To qualify for submission during this cycle, the plays must have had a full production within the 2017 calendar year. Submissions by the competing playwrights were made in 2018.
This year’s Primus Prize Committee was composed of Marianne Evett, Michael Howley, Marjorie Oberlander, Lynn Rosen, Wendy Rosenfield, and Nicole Serratore, and was chaired by Kerry Reid, who assumed the role after the death of longtime chair Barbara Bannon in October 2018.
Kelley’s Jazz premiered at Baltimore Center Stage in January 2017, where Tina Smith of the Baltimore Sun described it “kinetic” and noted that “the cumulative emotional payoff is considerable.” It won praise from the committee as “a vivid adaptation of Toni Morrison’s novel, here told in flashback,” with dialogue that “shouts out the compelling and historical story of African American life in 1920s Harlem…lust, life and loss and the ever-enduring love triangle.” Kelley was previously named a Primus Prize finalist in 2015 for her adaptation of Richard Wright’s “Native Son.” She is also an actor and has performed frequently on stages around the country.
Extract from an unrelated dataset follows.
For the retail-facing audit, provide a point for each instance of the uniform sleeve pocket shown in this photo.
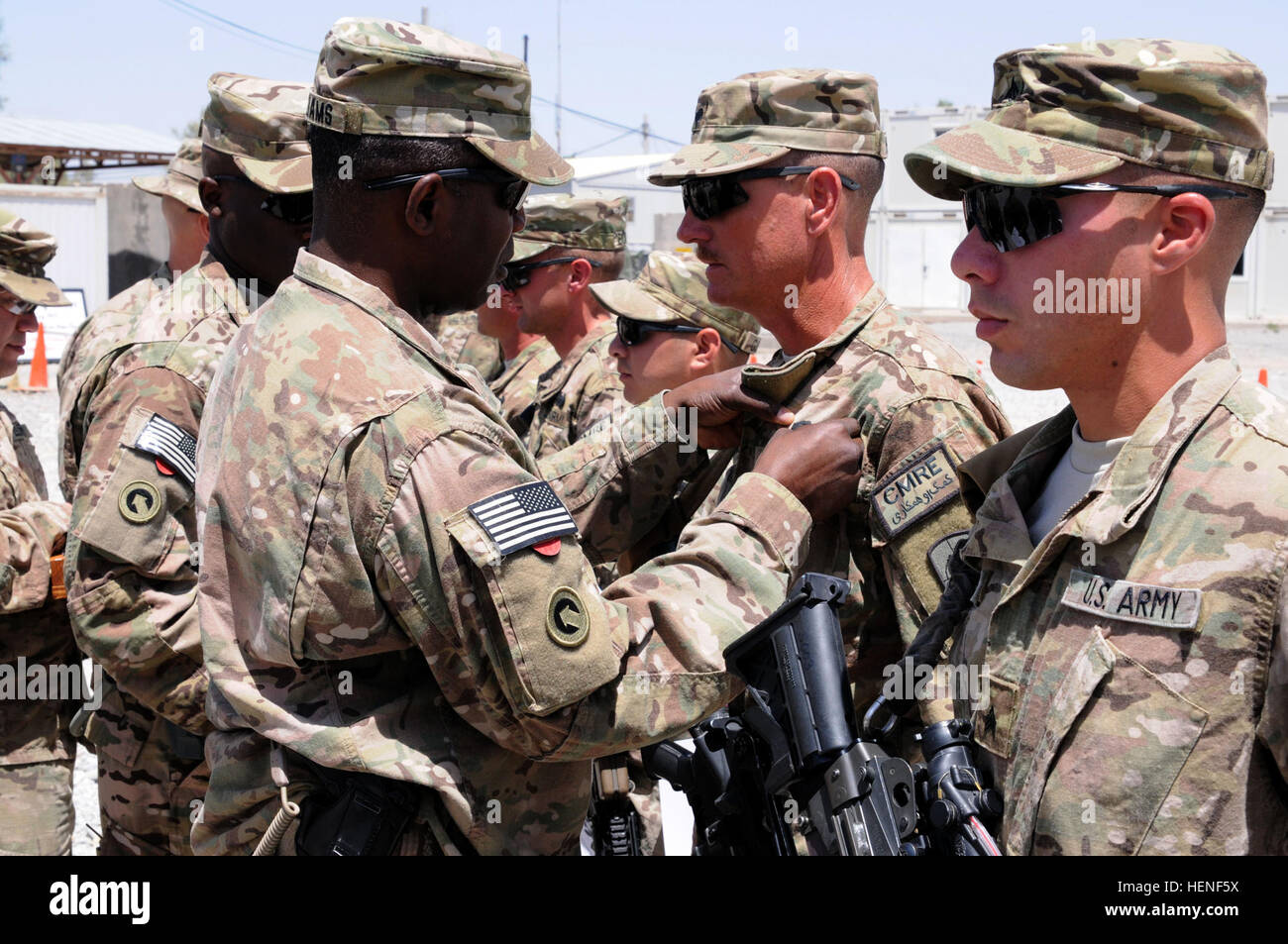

Park’s Hannah and the Dread Gazebo premiered at Oregon Shakespeare Festival in March 2017. Jeffrey Gillespie of the Mail Tribune praised it as an “eccentric and astonishing play [that] turns your insides out, but still manages to resolve itself in a profoundly moving and satisfying manner.” The committee took note of its “sense of intricate completeness” in combining the mythic and the mundane in this story of a young Korean-American woman who tries to unravel the mystery of what happened to her grandmother – who may or may not have committed suicide by jumping from the roof of her South Korean retirement home into the Demilitarized Zone.
Winkler’s Two Mile Hollow premiered at the First Floor Theater in the Wicker Park district of Chicago in October 2017. Alex Huntsberger of Time Out Chicago called it a “raucous, shoot-the-prisoners parody.” Winkler’s play takes on the familiar genre of what she has dubbed “white-people-by-the-water plays” – in this case, a wealthy dysfunctional white family gathers at the ancestral beach house to air grievances and bicker over the dead father’s possessions. The twist is that Winkler’s play calls for all the roles to be played by actors of color. “Winkler parodies a portfolio of iconic white male playwrights – i.e., Williams, Chekhov, Wilde – and throws in a few Kennedys for good measure with Grey Gardens references. Never mean-spirited, she also manages to poke fun at the rich and famous who just happen to be white and stupid,” noted the committee.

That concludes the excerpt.